I never did have to look for that job. My fear of failure was so strong that I ended up using it to push me in ways I never could have before. In Miami, I’d always had a safety net: my part-time job, my husband’s job, all the time in the world to write my novel. Without any of that, failure was simply no longer an option. I thought my fear would’ve been paralyzing, but instead it drove me to work harder than I thought I was capable of. I needed my fear. It became my fuel, constantly converted to energy I didn’t know I had.

So lately, as my pub date approaches, I find myself with a new set of fears: What if people don’t like my book? What if it doesn’t sell well? What if I can’t write the next one? And I have to remind myself to stop, take a deep breath, and let those fears sink in for a bit. Hell, let them take over me sometimes—that’s okay, too. So long as I figure out a way to use them or ignore them.

How do you deal with your fear?

Author: Natalia Sylvester

Natalia Sylvester is the author of the novel CHASING THE SUN (Lake Union/New Harvest, June 2014), about a frail marriage tested to the extreme by the wife's kidnapping in Lima, Peru. A former magazine editor, she now works as a freelance writer in Texas. Visit her online at nataliasylvester.com

22 Replies to “Use It or Lose It: How to Deal with Fear in Writing and Life”

    1. Thanks, Julia! The other thing I’ve noticed is that fear is always at its worst before things have happened…the anticipation amplifies it. Once whatever we’re afraid of actually starts, we tend to just do what we have to do. No time to think about other things like fear!

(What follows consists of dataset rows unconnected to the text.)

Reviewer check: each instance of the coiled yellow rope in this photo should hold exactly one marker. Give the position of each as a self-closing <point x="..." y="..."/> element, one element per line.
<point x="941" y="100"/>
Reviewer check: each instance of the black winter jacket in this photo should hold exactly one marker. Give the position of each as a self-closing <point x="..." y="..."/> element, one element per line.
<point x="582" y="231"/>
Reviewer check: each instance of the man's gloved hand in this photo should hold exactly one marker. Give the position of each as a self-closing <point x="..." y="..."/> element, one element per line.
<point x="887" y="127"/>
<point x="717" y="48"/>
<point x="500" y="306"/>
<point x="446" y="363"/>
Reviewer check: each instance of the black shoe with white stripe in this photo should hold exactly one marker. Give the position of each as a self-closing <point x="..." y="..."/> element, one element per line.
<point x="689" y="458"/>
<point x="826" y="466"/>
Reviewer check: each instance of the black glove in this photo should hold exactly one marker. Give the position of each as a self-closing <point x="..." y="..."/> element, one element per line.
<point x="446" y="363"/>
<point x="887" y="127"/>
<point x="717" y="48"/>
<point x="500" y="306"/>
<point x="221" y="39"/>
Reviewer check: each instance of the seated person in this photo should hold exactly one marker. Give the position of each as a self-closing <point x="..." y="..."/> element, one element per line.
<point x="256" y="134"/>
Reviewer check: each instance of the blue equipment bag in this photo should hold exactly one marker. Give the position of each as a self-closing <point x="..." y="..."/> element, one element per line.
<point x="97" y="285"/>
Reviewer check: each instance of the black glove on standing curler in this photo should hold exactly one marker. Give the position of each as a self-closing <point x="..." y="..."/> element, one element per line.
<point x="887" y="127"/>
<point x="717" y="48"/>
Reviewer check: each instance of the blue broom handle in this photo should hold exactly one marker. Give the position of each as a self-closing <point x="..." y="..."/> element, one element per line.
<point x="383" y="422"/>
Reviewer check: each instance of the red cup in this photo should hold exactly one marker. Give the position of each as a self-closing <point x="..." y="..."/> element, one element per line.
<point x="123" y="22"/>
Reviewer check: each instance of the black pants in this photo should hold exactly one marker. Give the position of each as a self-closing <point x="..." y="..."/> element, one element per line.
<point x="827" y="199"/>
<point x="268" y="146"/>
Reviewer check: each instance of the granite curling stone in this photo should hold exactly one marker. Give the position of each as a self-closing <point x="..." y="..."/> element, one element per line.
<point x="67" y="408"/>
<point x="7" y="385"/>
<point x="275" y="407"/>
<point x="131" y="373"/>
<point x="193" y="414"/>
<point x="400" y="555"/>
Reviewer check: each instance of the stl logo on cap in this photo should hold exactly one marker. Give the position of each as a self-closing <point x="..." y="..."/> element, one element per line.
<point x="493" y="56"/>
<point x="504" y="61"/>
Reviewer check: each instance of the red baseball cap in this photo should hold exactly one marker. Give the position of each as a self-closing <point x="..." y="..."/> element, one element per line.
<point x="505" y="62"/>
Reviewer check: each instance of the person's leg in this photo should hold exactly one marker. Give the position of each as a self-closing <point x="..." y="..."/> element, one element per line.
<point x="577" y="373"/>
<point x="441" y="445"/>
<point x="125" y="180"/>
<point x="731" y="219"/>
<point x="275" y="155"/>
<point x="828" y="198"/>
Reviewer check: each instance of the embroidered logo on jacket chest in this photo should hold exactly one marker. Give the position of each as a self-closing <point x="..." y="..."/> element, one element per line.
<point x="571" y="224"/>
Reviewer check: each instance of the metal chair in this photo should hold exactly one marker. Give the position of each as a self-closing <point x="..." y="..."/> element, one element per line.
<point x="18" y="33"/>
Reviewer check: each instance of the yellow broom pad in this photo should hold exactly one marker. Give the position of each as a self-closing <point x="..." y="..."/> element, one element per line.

  1. Everything about the writing journey has terrified me. I remember my first workshop experience. I was practically in spasm I shook so hard before reading my weekly exercise to the group. Same with agent one-on-ones. I must have wanted it bad to put myself through that!

    1. Omg, my first agent one-on-one was terrifying. My palms were all sweaty and my voice kept getting really high-pitched from the nerves. The agent was so kind about it, though, and really put me at ease. That’s the other thing: so much of publishing is scary because we build it up in our minds. But we forget that these are our people! Book lovers and readers and writers! What’s scary about that?

  2. I love the way you push yourself to succeed by conquering your fear and the roadblocks all in one. You’ve got such an inspiring story – and it sounds like you’ve got a wonderful husband too!

    1. He’s a great catch, if I do say so 😉 We’ve known each other 10 years now and what I love most is that we constantly challenge ourselves.

  3. Fear IS a great motivator, isn’t it? Well, Natalia, I think you know that I faced the exact same situation with my freelance business and my husband. Exact. I’d been full-time freelancing for only four months and didn’t have my business built up, either, when my husband came home and said, happily: “I quit my job. I want to go to school.” WOO WEE – talk about shock. But we made it work!

    1. Yes! I’m still so amazed that we went through the same exact thing. That must be one of the (many) reasons that we’ve connected the way we have over the years.

  4. I have as much fear as anybody, in real life. What I’ve learned over the years is to just keep going anyway (in most cases).

    In writing life, I don’t have much fear. A quote from Andy Warhol had a huge effect on me when I read it: “[I]f you say that artists take ‘risks’ it’s insulting to the men who landed on D-Day, to stuntmen, to baby-sitters, to Evel Knievel, to stepdaughters, to coal miners, and to hitch-hikers, because they’re the ones who really know what ‘risks’ are.”

    That was wonderfully freeing when I read it and thought about it.

      1. The funny thing about that quote is that it’s not one of those quotes that fly around the Internet and “go viral” and often turn out to be attributed incorrectly anyway. I know it’s legit because I typed it up myself, from The Philosophy of Andy Warhol, and I keep expecting it to go viral, but it doesn’t.